CVE-2025-15575 identifies a critical security weakness in the firmware update mechanism of the SolaX Power Pocket WiFi 3.0 device, specifically versions earlier than 3.022.03. The vulnerability stems from the absence of any cryptographic integrity or authenticity checks on firmware update files. This means that the device accepts and installs firmware updates without verifying digital signatures or other cryptographic proofs, violating secure update best practices. Additionally, the device's underlying ESP32 microcontroller security features, such as secure boot, are not utilized, which would otherwise prevent unauthorized firmware execution. An attacker with network access or the ability to deliver a malicious firmware update can exploit this flaw to flash arbitrary firmware, potentially gaining persistent control over the device. This could lead to device manipulation, data interception, or use as a foothold for lateral movement within a network. Although no public exploits are currently known, the vulnerability's nature and lack of mitigations make it a high-risk issue. The absence of cryptographic protections in firmware updates is a classic CWE-494 weakness, which has historically led to severe compromises in embedded and IoT devices. The vulnerability was published in February 2026, with no patch currently available, emphasizing the need for immediate attention from users and vendors.

For European organizations, the exploitation of this vulnerability could have severe consequences. The Pocket WiFi 3.0 device is likely used in environments requiring reliable and secure wireless connectivity, including renewable energy installations, industrial control systems, or remote monitoring setups. A compromised device could allow attackers to intercept sensitive communications, disrupt network availability, or pivot to other critical systems. This could lead to operational downtime, data breaches, or sabotage of infrastructure. Given the device’s role in connectivity, availability impacts could be significant, affecting business continuity. Confidentiality and integrity of data transmitted through or managed by the device are also at risk. The lack of secure boot means that malicious firmware could persist across reboots, complicating detection and remediation. European organizations in sectors such as energy, manufacturing, and critical infrastructure are particularly at risk due to their reliance on secure IoT and network devices.

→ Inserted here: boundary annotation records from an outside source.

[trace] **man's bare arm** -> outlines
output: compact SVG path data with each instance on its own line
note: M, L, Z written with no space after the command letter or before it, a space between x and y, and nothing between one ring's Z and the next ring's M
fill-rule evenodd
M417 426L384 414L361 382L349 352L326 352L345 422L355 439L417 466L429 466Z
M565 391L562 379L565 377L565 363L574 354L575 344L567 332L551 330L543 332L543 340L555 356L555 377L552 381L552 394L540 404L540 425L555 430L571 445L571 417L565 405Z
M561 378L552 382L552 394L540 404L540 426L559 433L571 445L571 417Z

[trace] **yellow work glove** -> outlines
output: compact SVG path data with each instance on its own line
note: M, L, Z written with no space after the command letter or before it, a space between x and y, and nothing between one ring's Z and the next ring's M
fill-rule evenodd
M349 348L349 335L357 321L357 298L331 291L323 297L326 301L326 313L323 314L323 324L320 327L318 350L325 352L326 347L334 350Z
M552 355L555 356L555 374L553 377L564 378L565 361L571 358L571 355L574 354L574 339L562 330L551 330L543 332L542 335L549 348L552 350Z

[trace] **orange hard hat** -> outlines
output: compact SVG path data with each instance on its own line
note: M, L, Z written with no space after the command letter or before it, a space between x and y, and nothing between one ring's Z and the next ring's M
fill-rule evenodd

The absence of known exploits currently provides a window for proactive mitigation, but the potential impact remains high if attackers develop exploit code.

Immediate mitigation steps include restricting network access to the Pocket WiFi 3.0 devices to trusted management networks only, minimizing exposure to untrusted sources. Organizations should implement network segmentation to isolate these devices from critical infrastructure. Monitoring network traffic for unusual firmware update attempts or unexpected device behavior can aid early detection. Since no official patches are currently available, users should engage with SolaX Power to demand firmware updates that incorporate cryptographic signature verification and enable ESP32 secure boot features. Until patches are released, organizations should consider disabling remote firmware update capabilities if possible or applying manual update procedures verified through secure channels. Employing endpoint detection and response (EDR) tools that can identify anomalous device behavior may also help. Finally, maintaining an inventory of affected devices and prioritizing their replacement or upgrade in critical environments is advisable.